Prof Went East To Find West A Chinese Immigrant, Ewu Historian Embraces Western Ideals
Liping Zhu can talk about democracy now. But in his native China, the police would’ve thrown him in prison.
As a child growing up in Shanghai, Zhu wasn’t allowed to speak in class. As an adult studying history, he was forbidden from questioning communism and instructed to always follow the party lines.
But Zhu was in love with America. Although he said little in public, he devoured “Tom Sawyer,” Abraham Lincoln biographies and other American books at home.
He was hooked on independence, cowboy lore, the romance of the Western frontier.
Zhu left his homeland in 1982.
Now, the 40-year-old is a history professor at Eastern Washington University and an expert on the American West.
“I grew up in a country where you can’t have opinions,” Zhu said one afternoon.
“Here, you can say whatever you want.
… Americans sometimes take that for granted.
They don’t know how many people have to fight for this right.”
Zhu was raised by middle-class parents who were both teachers. It was hard to live in such a closed society, he said.
When relatives in Wichita, Kan., petitioned for him to come to the United States, he jumped at the chance. Zhu wanted academic freedom, he said, and immediately changed the focus of his studies from Chinese history to American history. He was 24 years old.
Sixteen years later, he’s still grateful for the freedom to speak.
With a detailed outline written on the blackboard, Zhu lectured to a class one recent afternoon while standing behind a small podium. He gestured wildly with his left hand while his right held a piece of chalk like a cigarette.
The subject of the day was American Indian fishing rights. He told the students about historical treaties and court rulings. He talked about Isaac Stevens and Slade Gorton. He explained the controversy today and how it stems from the time when white settlers first encountered the tribes.
“The Indian didn’t give up one thing: their fishing right,” said Zhu. “They wanted to make a living by fishing.”
“He’s so excited about the subject,” said Carl Miller, an EWU senior and one of 16 students in Zhu’s course on Pacific Northwest History. “He seems more interested in it than people who actually live here.”
That’s evident in Zhu’s work, as well as his surroundings. His office is filled with books with titles such as “Western Writers” and “The American West.” The poster on his wall is a 1937 advertisement promoting the National Park Service.
Despite his accent, he’s quite the Westerner himself. Although he doesn’t wear cowboy boots or 10-gallon hats, he enjoys camping, hiking in the mountains and occasionally hanging out in country western bars.

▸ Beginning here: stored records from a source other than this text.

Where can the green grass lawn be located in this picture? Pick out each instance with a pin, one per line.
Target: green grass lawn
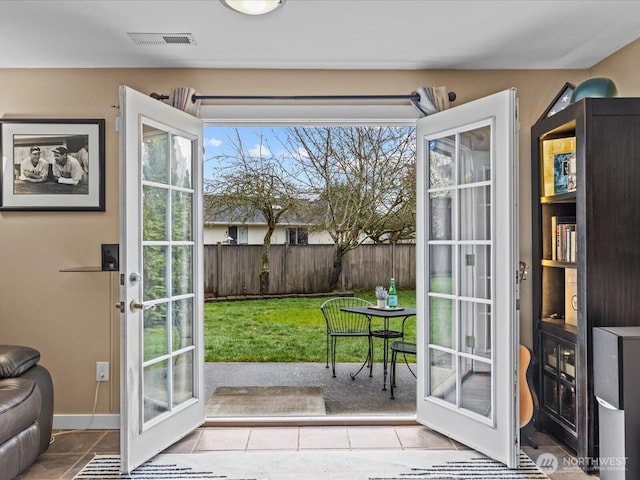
(282, 330)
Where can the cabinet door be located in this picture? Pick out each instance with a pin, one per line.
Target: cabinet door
(467, 249)
(559, 384)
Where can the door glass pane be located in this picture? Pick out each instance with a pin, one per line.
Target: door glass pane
(441, 269)
(182, 270)
(155, 272)
(475, 158)
(460, 271)
(475, 271)
(154, 213)
(167, 250)
(155, 155)
(181, 216)
(181, 156)
(155, 336)
(182, 324)
(182, 377)
(442, 374)
(476, 386)
(440, 204)
(156, 389)
(441, 322)
(442, 162)
(475, 213)
(475, 329)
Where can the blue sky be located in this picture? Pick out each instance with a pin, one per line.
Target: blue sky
(220, 141)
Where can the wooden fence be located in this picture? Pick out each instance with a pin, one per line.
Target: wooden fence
(233, 270)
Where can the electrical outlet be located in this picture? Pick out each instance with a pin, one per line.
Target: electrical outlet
(102, 371)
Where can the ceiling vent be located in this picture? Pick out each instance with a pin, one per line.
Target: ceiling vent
(162, 38)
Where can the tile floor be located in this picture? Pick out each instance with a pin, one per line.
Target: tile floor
(70, 451)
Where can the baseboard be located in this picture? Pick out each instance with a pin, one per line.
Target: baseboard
(86, 422)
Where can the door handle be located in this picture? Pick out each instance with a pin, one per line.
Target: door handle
(133, 306)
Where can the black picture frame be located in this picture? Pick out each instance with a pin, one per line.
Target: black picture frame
(79, 143)
(560, 101)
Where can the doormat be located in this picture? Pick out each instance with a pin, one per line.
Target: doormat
(317, 465)
(265, 402)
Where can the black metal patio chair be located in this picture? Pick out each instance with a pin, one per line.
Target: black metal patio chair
(405, 348)
(346, 324)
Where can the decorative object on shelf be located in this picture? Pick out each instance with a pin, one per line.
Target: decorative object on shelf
(560, 101)
(559, 164)
(597, 87)
(381, 296)
(52, 164)
(571, 296)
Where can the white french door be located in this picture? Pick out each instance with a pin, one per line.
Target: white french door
(467, 254)
(162, 394)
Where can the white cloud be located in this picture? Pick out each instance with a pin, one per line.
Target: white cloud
(259, 151)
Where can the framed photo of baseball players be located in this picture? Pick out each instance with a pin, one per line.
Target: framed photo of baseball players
(52, 164)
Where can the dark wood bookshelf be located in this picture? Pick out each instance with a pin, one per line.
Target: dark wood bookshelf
(605, 205)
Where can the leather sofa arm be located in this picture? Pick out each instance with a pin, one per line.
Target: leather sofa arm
(17, 359)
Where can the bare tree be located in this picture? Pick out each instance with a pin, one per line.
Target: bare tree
(363, 180)
(244, 184)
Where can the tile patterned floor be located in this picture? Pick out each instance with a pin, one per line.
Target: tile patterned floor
(70, 451)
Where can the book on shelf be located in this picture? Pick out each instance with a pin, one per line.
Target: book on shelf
(563, 238)
(559, 165)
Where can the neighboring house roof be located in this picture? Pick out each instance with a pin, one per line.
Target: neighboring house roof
(248, 216)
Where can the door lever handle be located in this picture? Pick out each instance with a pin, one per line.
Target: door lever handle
(133, 306)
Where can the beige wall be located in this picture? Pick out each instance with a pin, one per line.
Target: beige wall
(70, 317)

Zhu also published a book last month called “A Chinaman’s Chance,” which explains the history of the Chinese on the Rocky Mountain mining frontier. Unlike some historians who say the Chinese were used by whites to build the railroads, Zhu argues that the Chinese were actually given an opportunity in the western United States.

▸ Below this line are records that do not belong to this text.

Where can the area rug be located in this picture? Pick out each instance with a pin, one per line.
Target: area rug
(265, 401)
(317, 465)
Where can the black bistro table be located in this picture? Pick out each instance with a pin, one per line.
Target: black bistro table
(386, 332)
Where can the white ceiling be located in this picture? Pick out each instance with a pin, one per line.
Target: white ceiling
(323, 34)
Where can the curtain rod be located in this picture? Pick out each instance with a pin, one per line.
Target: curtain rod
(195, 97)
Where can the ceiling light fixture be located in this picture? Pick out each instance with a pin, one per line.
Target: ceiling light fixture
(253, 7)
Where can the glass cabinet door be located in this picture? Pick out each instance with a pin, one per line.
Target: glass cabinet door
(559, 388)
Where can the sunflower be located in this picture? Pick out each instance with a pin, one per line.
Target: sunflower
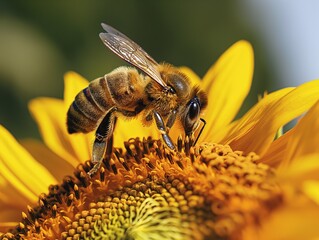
(238, 182)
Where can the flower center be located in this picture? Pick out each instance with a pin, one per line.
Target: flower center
(146, 191)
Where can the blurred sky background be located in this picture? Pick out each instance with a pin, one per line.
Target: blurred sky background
(41, 40)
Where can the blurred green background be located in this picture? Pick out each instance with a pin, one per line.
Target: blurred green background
(41, 40)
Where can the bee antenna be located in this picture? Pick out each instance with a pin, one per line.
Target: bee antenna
(201, 130)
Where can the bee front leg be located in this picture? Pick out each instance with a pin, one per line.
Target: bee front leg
(103, 140)
(163, 130)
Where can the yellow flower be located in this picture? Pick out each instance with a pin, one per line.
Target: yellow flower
(237, 183)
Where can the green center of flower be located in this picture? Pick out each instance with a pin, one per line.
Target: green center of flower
(149, 192)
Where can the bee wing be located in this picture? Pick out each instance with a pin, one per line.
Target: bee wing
(131, 52)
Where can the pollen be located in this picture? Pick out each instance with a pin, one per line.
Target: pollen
(146, 191)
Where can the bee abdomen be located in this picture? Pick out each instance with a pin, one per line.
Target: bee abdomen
(88, 108)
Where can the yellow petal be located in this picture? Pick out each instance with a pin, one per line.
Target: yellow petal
(50, 116)
(192, 76)
(295, 221)
(56, 165)
(255, 131)
(238, 129)
(306, 136)
(227, 84)
(311, 189)
(73, 84)
(20, 170)
(126, 129)
(303, 169)
(5, 225)
(277, 151)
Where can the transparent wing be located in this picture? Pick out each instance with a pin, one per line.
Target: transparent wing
(129, 51)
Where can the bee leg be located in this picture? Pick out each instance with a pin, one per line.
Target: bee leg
(163, 130)
(103, 140)
(171, 120)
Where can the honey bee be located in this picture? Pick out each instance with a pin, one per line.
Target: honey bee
(161, 93)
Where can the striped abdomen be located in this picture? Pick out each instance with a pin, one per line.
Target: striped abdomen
(88, 107)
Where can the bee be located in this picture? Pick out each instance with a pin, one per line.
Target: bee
(160, 93)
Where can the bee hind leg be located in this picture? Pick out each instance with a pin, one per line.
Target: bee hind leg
(103, 141)
(163, 129)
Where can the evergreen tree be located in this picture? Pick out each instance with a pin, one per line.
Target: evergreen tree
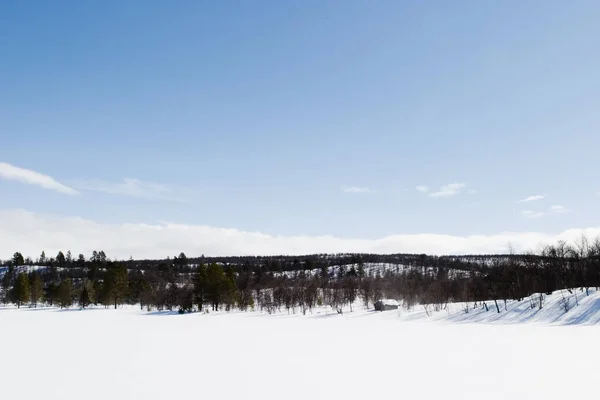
(6, 284)
(37, 288)
(200, 283)
(84, 299)
(51, 293)
(65, 293)
(81, 261)
(18, 259)
(116, 284)
(60, 259)
(21, 289)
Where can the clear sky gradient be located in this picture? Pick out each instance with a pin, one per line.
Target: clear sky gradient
(304, 118)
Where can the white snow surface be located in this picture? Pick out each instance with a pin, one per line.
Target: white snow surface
(132, 354)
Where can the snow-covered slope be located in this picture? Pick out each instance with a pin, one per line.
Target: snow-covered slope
(559, 308)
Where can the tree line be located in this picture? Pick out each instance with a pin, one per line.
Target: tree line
(298, 284)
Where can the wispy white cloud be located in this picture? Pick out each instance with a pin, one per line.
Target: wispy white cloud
(449, 190)
(136, 188)
(12, 173)
(355, 189)
(30, 233)
(532, 198)
(532, 214)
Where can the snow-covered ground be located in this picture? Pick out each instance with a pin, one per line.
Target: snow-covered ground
(128, 353)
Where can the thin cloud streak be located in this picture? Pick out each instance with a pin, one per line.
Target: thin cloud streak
(131, 187)
(532, 198)
(13, 173)
(449, 190)
(532, 214)
(355, 189)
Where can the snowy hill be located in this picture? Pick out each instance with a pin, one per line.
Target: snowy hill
(559, 308)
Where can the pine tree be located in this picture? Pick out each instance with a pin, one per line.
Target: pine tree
(60, 259)
(65, 290)
(84, 299)
(18, 259)
(116, 285)
(200, 284)
(37, 288)
(21, 289)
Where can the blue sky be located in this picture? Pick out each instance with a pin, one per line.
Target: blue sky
(267, 117)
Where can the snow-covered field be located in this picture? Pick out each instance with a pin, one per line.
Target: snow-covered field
(131, 354)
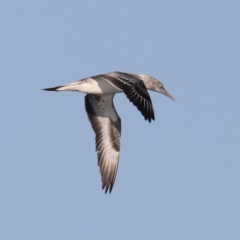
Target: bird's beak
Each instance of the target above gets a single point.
(166, 93)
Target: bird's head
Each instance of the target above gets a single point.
(153, 84)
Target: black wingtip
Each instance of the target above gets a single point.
(52, 89)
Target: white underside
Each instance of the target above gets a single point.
(91, 86)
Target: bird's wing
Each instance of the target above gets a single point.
(107, 127)
(134, 89)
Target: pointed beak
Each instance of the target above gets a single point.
(166, 93)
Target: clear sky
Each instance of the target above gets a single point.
(178, 177)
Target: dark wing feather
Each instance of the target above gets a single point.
(134, 89)
(107, 127)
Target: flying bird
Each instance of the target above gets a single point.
(106, 123)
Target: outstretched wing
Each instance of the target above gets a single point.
(107, 127)
(134, 89)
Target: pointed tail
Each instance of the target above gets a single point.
(59, 88)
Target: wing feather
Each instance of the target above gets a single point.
(107, 127)
(134, 89)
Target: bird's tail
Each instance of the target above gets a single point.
(60, 88)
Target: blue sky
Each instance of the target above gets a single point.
(178, 177)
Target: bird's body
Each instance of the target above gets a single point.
(106, 123)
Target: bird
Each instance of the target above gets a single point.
(103, 117)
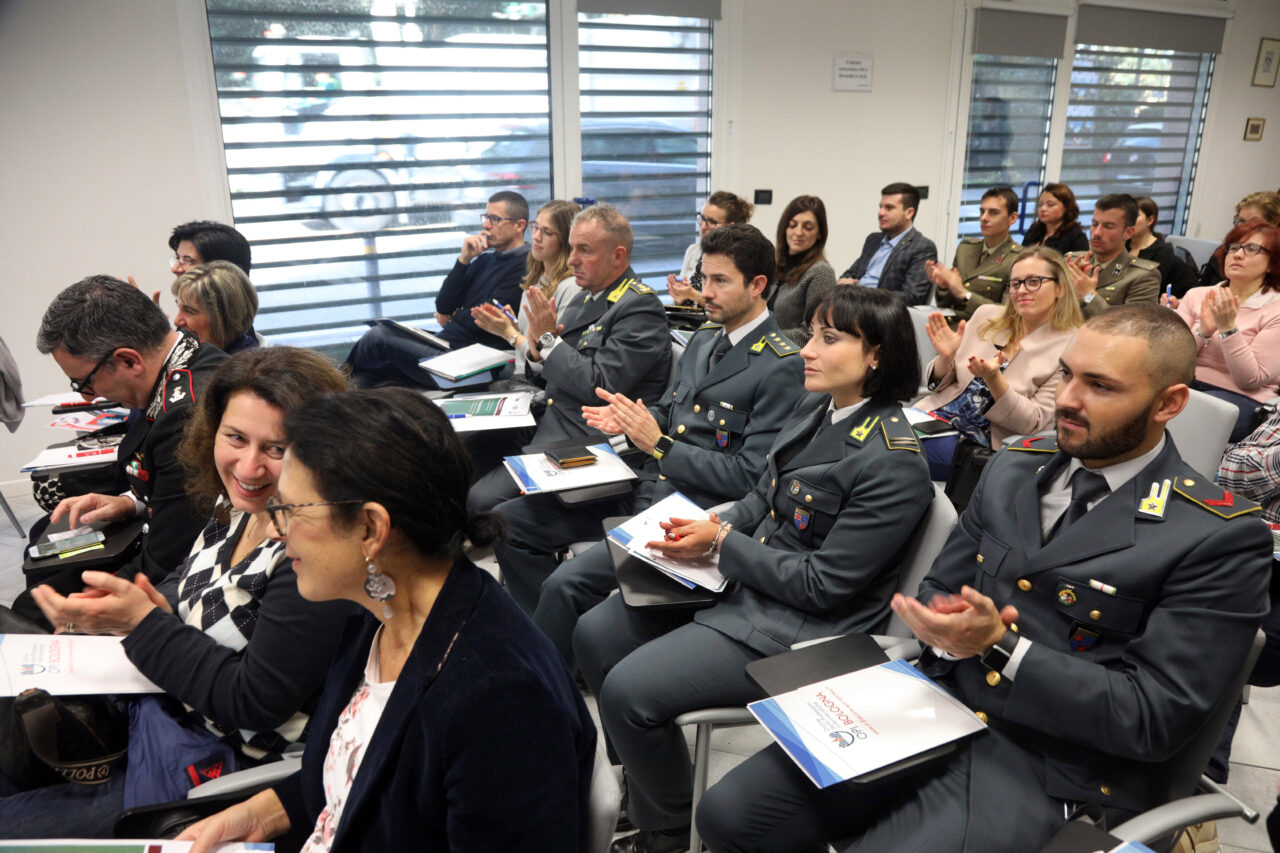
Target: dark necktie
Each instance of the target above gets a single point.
(722, 346)
(1086, 488)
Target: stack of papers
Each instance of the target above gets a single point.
(489, 411)
(466, 361)
(534, 473)
(700, 571)
(68, 665)
(851, 725)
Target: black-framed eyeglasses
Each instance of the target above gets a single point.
(280, 512)
(1248, 249)
(86, 384)
(1031, 283)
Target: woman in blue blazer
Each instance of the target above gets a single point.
(449, 723)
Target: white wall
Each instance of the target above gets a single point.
(1229, 167)
(110, 137)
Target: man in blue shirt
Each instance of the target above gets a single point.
(894, 258)
(387, 355)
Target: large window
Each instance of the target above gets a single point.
(364, 137)
(1134, 124)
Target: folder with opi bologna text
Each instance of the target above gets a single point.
(535, 473)
(632, 534)
(851, 726)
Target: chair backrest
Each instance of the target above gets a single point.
(1198, 249)
(926, 543)
(1202, 429)
(604, 803)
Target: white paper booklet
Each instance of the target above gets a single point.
(848, 726)
(534, 473)
(489, 411)
(68, 665)
(466, 361)
(632, 536)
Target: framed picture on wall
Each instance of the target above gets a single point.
(1269, 60)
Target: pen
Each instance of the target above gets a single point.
(503, 309)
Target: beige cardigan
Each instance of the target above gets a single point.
(1032, 377)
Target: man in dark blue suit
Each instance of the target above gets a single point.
(894, 258)
(1092, 606)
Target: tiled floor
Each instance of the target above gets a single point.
(1255, 757)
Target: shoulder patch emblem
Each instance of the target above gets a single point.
(776, 342)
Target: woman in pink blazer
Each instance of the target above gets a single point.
(996, 374)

“Even though minorities experienced discrimination, they had an equal chance,” he said. “They had free land, free gold. That’s why the frontier history inspired me.”

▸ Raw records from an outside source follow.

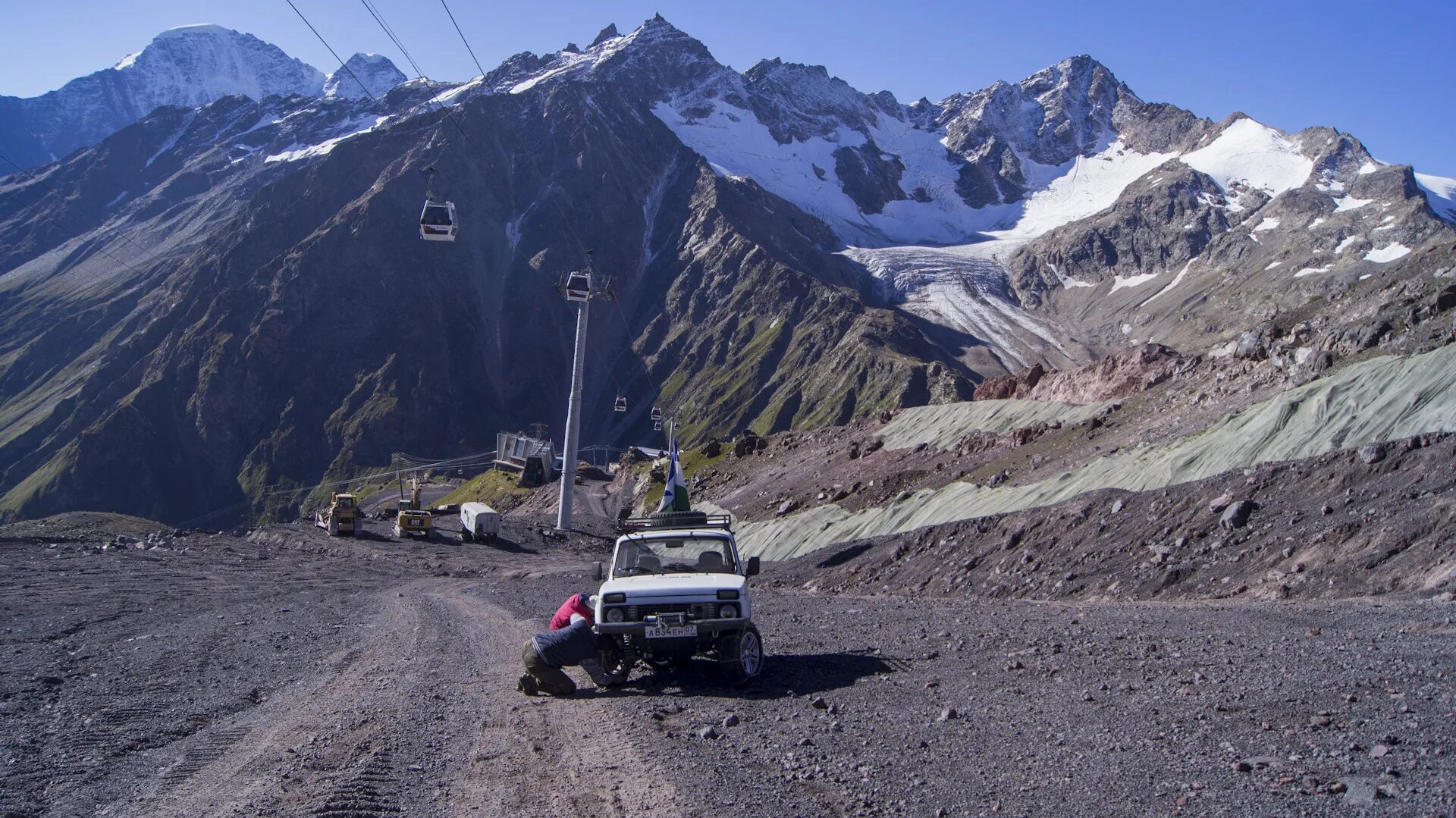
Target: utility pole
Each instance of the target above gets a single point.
(580, 289)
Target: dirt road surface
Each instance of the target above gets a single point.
(294, 674)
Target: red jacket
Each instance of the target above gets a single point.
(574, 604)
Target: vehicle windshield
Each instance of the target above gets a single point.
(638, 556)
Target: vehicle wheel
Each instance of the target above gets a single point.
(615, 664)
(740, 655)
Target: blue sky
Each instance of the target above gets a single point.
(1379, 72)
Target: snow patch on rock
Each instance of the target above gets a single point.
(1253, 153)
(1388, 254)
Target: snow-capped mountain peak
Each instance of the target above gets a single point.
(200, 63)
(188, 66)
(375, 71)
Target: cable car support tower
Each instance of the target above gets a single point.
(580, 287)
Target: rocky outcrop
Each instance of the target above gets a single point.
(871, 180)
(1008, 387)
(1120, 375)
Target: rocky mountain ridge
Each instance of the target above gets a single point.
(188, 67)
(248, 309)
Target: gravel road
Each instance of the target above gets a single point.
(294, 674)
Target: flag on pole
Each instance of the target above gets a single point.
(674, 495)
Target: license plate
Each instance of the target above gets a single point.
(670, 631)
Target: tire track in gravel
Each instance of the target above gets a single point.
(419, 718)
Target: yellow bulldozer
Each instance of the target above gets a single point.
(413, 520)
(341, 517)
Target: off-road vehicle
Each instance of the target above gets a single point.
(674, 590)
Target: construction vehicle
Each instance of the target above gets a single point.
(413, 520)
(340, 517)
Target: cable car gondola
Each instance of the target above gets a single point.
(579, 286)
(437, 220)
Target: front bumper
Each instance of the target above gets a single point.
(639, 628)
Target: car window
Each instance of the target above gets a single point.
(639, 556)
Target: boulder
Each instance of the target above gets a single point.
(1372, 453)
(1238, 514)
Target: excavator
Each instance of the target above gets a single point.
(413, 520)
(340, 517)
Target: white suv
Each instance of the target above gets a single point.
(677, 590)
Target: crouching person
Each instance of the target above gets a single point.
(546, 654)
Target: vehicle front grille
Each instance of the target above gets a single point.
(693, 610)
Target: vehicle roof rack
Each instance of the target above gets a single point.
(676, 520)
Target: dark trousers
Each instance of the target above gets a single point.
(552, 680)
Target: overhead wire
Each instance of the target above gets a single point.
(99, 249)
(462, 36)
(419, 74)
(34, 177)
(343, 64)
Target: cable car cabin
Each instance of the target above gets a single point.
(579, 287)
(437, 221)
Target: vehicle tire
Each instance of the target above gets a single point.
(615, 664)
(740, 655)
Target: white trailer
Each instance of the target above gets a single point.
(478, 523)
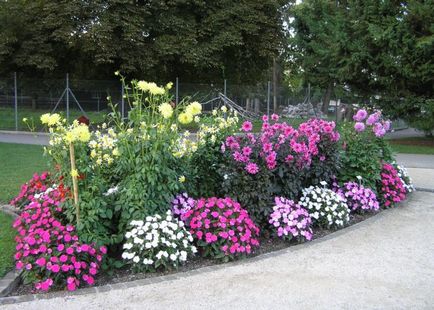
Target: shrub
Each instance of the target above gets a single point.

Before earning his doctorate from the University of New Mexico, Zhu received a grant to study the history of Chinese immigrants in Idaho. He spent five months in the Boise Basin where he “challenged the stereotypical view of the Chinese immigrant as the victim.”
Most ethnicity scholars have examined only part of the Chinese experience in the West, he said. That’s why their stories are usually about oppression.
From his research, Zhu believes that after decades of hard work, many Chinese immigrants were able to earn a living as miners, had good living conditions and managed to attain political and judicial rights.
“Like many other immigrants, the Chinese on this unique Rocky mountain mining frontier had remarkable access to economic upward mobility,” Zhu wrote in an article for “Montana, the Magazine of Western History. “In the end, (they) tasted more success than failure in their search for better lives.”
Zhu’s work is considered revisionist history, said Ferenc Szasz, a history professor at the University of New Mexico who worked with Zhu on his dissertation. Zhu took a standard point of view and challenged people’s beliefs, Szasz said. He is one of the first to focus on the Chinese in this area.
“It’s a celebration of the Chinese experience in the Northwest,” Szasz said. “It’s very solid and based on archival research. It goes against the prevailing assumptions.”
Despite Zhu’s love for the United States, he still cooks Chinese food and celebrates Chinese New Year. He also returns to China every year to visit his wife and infant son. They’re waiting for visas, he said, and it may be another two years before they can join him in the United States.
Zhu, who’ll apply for American citizenship next year, sees himself caught between two worlds. When he goes to China, people there don’t consider him Chinese. Here, people don’t view him as being completely American.
“I’m in the middle,” he said. “But that’s good in a sense. It’s the bridging of two cultures.”